When health is a public good, not a private perk, everyone is better off. Retargeting health care funds from the few to the many may be one of the most effective ways to slow microbial evolution. Some countries have already approached this goal: Sweden, Singapore, Canada, and Cuba have each tried different approaches to marrying private medicine and public health. Sweden, Singapore, and Canada are wealthy nations. Cuba is quite poor. Despite these differences, each of these countries has created a health care system with greater access to better care for more people than the United States, where health care is the most expensive in the world. As you might imagine, the health care systems in Sweden, Singapore, Canada, and Cuba have problems and critics. But the results speak for the
mselves, especially in rates of infant mortality, in that period at the beginning of life when immune systems are fragile and people are easy prey for lethal infectious diseases. Infant mortality in all these countries is lower, and achieved at lower cost, than in the United States. Singapore’s infant mortality rate, 2.2 deaths per thousand births (about a third of the American rate), is the lowest on earth. Clearly they’re doing something right.
Run, Alice, run!
If we’re really going to change the way we deal with human health, we may need to think differently about disease. It turns out that the victor-and-vanquished military metaphor is not a terribly useful way to imagine microbial parasites. A better way to understand our evolutionary relationship with microbes comes, of all places, from a classic children’s story.

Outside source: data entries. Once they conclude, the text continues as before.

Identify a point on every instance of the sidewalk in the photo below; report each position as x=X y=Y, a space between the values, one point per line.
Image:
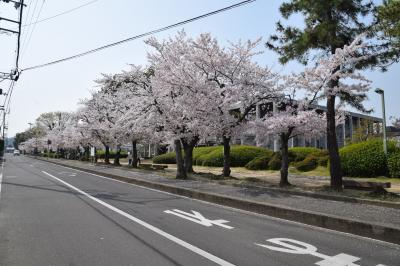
x=362 y=219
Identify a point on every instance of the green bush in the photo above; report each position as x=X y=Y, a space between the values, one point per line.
x=275 y=162
x=365 y=158
x=259 y=163
x=167 y=158
x=240 y=155
x=300 y=153
x=213 y=156
x=323 y=161
x=101 y=154
x=308 y=164
x=394 y=164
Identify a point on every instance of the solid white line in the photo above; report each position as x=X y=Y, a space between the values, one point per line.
x=321 y=229
x=1 y=176
x=156 y=230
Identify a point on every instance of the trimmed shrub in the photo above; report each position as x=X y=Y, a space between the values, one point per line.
x=300 y=153
x=259 y=163
x=213 y=156
x=394 y=164
x=101 y=154
x=167 y=158
x=364 y=158
x=275 y=162
x=323 y=161
x=240 y=155
x=308 y=164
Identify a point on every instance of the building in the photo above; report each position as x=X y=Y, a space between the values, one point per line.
x=345 y=132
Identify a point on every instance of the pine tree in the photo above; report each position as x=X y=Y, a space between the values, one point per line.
x=328 y=25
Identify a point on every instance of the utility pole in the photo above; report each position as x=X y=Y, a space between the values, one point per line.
x=382 y=93
x=14 y=74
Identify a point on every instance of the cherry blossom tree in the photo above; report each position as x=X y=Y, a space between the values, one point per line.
x=236 y=84
x=204 y=83
x=336 y=76
x=178 y=96
x=97 y=120
x=291 y=118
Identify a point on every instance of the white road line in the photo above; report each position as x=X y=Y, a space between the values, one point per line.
x=321 y=229
x=1 y=176
x=156 y=230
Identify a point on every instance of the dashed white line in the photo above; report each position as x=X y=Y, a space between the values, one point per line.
x=156 y=230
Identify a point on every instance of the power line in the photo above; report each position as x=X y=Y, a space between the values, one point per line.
x=19 y=35
x=62 y=13
x=33 y=28
x=30 y=21
x=140 y=35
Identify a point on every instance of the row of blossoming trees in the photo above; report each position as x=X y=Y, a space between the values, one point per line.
x=195 y=88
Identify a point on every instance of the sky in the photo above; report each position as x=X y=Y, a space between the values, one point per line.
x=60 y=87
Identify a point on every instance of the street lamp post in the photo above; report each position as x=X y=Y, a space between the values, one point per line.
x=382 y=93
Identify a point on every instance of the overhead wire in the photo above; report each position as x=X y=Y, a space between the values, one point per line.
x=26 y=34
x=33 y=28
x=140 y=35
x=62 y=13
x=19 y=36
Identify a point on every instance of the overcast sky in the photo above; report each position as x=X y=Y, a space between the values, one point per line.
x=60 y=87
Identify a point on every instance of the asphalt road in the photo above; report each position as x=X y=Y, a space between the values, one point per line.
x=53 y=215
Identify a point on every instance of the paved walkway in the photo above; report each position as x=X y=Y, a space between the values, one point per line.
x=389 y=217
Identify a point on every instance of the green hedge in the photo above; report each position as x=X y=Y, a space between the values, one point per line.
x=365 y=159
x=308 y=164
x=213 y=156
x=275 y=162
x=259 y=163
x=300 y=153
x=394 y=164
x=167 y=158
x=101 y=154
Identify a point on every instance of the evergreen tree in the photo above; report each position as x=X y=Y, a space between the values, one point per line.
x=328 y=25
x=387 y=32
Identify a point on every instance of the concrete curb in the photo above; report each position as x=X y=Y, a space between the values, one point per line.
x=371 y=230
x=393 y=205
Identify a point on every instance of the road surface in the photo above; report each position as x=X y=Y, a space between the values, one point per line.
x=53 y=215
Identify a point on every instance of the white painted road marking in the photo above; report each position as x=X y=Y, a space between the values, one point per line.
x=297 y=247
x=1 y=176
x=156 y=230
x=67 y=173
x=199 y=218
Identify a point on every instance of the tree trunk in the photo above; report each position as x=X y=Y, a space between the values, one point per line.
x=107 y=155
x=334 y=159
x=188 y=147
x=285 y=160
x=226 y=172
x=180 y=169
x=87 y=153
x=134 y=154
x=117 y=156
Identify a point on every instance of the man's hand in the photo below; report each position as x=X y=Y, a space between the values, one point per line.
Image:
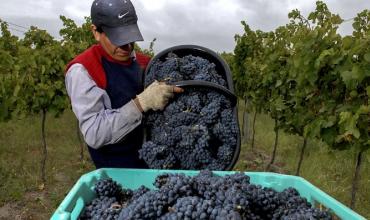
x=156 y=96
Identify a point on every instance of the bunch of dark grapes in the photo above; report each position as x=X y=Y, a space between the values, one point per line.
x=204 y=196
x=197 y=129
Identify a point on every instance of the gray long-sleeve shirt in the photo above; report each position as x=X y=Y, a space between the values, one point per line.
x=99 y=123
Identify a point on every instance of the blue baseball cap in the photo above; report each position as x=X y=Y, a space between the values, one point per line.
x=118 y=20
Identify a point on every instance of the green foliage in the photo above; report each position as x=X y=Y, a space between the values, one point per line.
x=314 y=81
x=32 y=69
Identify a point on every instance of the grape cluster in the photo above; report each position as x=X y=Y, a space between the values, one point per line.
x=197 y=129
x=204 y=196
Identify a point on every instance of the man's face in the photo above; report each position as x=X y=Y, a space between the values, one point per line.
x=119 y=53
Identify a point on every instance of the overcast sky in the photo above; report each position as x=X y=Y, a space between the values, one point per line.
x=208 y=23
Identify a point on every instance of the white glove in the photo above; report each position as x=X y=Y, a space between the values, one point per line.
x=155 y=96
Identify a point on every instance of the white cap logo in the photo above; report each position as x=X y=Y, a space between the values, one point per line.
x=120 y=16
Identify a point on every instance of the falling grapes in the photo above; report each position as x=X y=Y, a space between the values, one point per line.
x=197 y=129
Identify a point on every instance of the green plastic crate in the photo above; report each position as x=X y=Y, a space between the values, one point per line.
x=82 y=192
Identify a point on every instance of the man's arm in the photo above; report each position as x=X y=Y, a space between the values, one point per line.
x=99 y=124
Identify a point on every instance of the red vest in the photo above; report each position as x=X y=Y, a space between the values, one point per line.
x=91 y=59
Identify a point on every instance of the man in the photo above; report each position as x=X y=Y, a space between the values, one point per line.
x=105 y=87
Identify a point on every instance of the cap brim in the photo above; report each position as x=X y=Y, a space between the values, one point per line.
x=123 y=35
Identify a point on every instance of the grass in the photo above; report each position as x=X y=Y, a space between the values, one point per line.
x=22 y=196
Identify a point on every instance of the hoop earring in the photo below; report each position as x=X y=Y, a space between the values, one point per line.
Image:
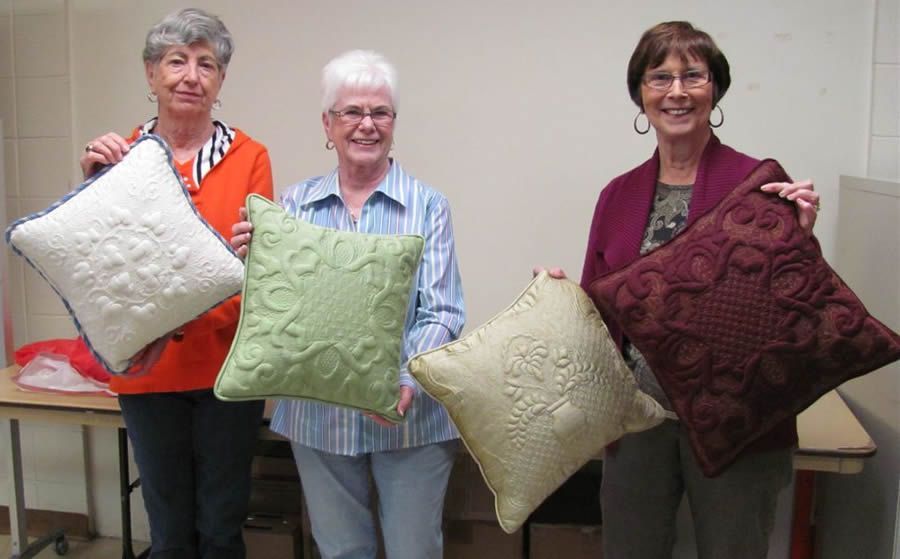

It’s called the “Red Queen hypothesis,” and it goes like this: as we evolve, so do pathogens; as pathogens evolve, so do we. Medicines like antibiotics and poisons like chlorine give us temporary protection from these predators. But eventually a microbe evolves that can overcome these measures. Its descendants then put the pressure back on us. Round and round we go. Like the Red Queen Alice meets in Lewis Carroll’s Through the Looking-Glass, we’re running as fast as we can just to stay in one place.